Back in Moscow, Oleg’s father gets a call from his son, and they have a mundane conversation about how the transportation conference is going. Apparently there is a new algorithm for calculating railroad arrival times. But clearly they are communicating more than that.
Later, we see Oleg’s father meet with Arkady, whom he has been told by his son to trust, although…you can sense the hesitation in the old man.
Elizabeth and Claudia discuss the CIA recording and there may be someone on the summit negotiating team who is conspiring with the Americans. The Center isn’t sure.
Also, Elizabeth learns about Gennadi, the courier, and his wife Sofia, who were given sanctuary by the Americans. Not only is it bad that Gennadi was a courier, but he was also a star hockey player. The optics concern The Center.
“Picture him in Time, talking about how terrible we are,” Claudia says. She needs him to be dealt with. That means monitoring Stan to see if he can lead operatives to the unhappy couple.
Given that Stan has been recruited as a marriage counselor by Aderholt, he could end up leading the Soviets directly to their prey. They have been codenamed “Mr. and Mrs. Teacup.”

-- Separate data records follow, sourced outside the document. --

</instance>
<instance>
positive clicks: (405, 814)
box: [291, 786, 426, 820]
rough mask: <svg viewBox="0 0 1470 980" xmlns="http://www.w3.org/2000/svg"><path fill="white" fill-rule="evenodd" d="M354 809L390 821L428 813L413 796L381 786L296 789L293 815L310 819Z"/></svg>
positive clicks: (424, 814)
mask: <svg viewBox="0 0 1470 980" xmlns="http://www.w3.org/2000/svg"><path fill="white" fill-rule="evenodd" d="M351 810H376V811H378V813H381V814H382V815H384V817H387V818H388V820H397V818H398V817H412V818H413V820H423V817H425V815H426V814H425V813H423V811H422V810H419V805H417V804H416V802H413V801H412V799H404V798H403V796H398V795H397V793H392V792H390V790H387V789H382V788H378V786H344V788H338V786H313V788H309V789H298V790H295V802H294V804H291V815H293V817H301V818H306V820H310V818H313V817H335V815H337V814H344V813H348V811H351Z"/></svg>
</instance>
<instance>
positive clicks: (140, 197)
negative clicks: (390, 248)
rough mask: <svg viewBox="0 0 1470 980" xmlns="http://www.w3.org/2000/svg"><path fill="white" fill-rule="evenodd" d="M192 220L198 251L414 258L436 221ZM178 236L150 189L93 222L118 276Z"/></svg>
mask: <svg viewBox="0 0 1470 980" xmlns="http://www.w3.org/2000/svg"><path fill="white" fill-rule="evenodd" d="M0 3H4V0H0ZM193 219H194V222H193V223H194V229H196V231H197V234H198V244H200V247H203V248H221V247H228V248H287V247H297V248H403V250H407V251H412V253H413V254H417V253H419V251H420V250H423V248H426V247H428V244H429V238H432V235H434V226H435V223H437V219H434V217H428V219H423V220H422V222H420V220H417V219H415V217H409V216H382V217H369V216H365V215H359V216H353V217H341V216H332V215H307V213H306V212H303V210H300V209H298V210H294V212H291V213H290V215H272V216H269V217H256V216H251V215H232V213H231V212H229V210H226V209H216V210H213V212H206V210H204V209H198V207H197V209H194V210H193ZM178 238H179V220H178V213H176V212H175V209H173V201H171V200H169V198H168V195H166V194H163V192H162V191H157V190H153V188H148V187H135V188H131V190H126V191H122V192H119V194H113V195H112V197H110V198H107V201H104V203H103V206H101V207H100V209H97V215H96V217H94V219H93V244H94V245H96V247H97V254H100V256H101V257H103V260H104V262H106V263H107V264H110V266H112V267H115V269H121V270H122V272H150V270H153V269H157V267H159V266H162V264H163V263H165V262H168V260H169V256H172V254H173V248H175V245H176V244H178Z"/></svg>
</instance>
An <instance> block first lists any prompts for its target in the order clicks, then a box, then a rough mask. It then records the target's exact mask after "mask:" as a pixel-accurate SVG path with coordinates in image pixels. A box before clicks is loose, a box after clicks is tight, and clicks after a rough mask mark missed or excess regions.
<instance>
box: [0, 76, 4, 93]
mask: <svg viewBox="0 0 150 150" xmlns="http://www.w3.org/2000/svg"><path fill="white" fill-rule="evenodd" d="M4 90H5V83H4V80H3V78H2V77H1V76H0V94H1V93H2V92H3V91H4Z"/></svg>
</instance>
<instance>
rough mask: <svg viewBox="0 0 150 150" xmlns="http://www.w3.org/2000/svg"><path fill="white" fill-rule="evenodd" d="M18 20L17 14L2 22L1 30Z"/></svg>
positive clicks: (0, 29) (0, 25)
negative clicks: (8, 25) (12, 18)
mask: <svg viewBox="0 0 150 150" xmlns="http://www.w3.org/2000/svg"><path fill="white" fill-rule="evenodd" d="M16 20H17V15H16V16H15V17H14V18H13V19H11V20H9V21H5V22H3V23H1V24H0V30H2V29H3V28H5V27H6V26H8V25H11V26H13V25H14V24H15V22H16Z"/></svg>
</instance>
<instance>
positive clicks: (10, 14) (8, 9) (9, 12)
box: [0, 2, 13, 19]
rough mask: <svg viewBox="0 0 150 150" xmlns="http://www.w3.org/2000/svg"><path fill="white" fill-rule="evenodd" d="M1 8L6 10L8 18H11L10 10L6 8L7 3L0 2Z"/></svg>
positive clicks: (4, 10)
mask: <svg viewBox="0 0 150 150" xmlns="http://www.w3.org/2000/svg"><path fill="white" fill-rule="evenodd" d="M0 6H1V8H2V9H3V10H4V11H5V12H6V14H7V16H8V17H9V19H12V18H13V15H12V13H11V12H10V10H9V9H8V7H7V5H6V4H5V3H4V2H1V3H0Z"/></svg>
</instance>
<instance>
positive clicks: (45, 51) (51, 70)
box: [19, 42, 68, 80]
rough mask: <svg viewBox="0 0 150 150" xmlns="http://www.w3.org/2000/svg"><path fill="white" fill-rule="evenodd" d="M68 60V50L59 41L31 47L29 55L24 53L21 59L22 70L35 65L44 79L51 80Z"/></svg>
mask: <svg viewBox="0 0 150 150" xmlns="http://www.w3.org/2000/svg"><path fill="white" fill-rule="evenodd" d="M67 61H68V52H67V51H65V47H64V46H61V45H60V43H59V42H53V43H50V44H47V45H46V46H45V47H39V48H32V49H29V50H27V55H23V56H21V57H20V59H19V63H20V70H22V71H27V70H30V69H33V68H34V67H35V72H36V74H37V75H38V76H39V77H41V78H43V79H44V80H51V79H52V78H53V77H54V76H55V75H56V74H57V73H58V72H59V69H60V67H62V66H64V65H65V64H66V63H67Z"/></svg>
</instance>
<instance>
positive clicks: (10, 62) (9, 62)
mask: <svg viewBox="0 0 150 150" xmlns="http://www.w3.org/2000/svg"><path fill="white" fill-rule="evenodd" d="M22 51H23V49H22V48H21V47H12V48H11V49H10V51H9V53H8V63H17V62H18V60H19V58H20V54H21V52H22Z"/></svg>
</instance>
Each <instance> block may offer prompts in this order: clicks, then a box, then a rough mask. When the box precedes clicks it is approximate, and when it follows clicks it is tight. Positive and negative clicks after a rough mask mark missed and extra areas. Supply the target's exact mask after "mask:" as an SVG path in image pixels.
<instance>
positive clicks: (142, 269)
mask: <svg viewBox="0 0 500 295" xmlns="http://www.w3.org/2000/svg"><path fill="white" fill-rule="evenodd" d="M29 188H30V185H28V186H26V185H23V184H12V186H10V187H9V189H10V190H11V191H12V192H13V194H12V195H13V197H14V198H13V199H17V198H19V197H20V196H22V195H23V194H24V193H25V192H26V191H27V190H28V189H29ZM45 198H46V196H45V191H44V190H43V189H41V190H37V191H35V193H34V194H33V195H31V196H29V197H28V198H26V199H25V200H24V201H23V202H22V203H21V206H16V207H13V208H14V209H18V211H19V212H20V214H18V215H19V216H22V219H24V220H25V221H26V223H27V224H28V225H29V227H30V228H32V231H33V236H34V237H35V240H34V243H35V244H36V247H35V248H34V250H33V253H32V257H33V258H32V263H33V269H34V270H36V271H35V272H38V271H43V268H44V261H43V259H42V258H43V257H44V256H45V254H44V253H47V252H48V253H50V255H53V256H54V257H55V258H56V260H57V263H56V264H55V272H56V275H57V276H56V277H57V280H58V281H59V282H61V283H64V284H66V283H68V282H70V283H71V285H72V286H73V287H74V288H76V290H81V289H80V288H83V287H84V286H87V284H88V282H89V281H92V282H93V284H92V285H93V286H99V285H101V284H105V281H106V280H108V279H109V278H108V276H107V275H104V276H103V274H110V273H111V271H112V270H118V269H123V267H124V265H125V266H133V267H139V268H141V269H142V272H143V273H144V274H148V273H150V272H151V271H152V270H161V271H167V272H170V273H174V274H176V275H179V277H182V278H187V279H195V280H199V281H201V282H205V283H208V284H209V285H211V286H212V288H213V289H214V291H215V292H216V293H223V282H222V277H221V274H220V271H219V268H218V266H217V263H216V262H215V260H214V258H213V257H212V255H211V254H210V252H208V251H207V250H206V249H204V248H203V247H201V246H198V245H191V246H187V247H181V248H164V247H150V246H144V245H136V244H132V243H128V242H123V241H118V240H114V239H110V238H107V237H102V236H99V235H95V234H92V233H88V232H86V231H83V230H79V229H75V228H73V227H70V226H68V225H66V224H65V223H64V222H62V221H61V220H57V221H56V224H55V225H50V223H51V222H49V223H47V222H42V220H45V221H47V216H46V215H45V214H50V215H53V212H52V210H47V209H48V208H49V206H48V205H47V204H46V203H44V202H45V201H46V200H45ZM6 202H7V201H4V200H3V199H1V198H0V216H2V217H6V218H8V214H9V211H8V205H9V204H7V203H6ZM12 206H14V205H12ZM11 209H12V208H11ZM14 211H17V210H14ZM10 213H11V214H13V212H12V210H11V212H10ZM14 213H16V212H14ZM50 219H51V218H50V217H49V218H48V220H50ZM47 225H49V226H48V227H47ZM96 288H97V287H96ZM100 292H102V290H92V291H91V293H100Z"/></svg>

Things are unhappy at home for the Jennings family, too. Philip tells Henry about their money troubles and the possibility that they won’t be able to afford his tuition. At night, lying in bed, in a moment of intimacy that’s rare between Philip and Elizabeth, he tells his wife about his worries, too.
Then he asks about her. “I’m tired. All the time,” she confesses.
All of her plans are going astray. While working as the nurse for the American negotiator Glen Haskard, she convinces his ailing wife to join him at a World Series party by pledging to accompany them and take care of her.
It’s the American summit negotiators, and one of the Russians. Possibly the person on the inside who has flipped. Elizabeth wires up a recording device, and all seems to be going well until his wife takes sick at the party, throwing up all over the floor and then Elizabeth.
The recording she captures of Haskard talking to the Russian was ended abruptly by the sound of his wife getting sick in the other room.
Nothing is going right. Elizabeth is exhausted. And the end is near.
She’s still holding up better than Philip. The episode ends with a flashback: him as a young boy in Russia, starving, joining other children as they lick clean the discarded bowls of a chef.
Back in the present, he sits alone at his desk and looks at the sandwich sitting on a nearby plate. Philip may finally be an American after all.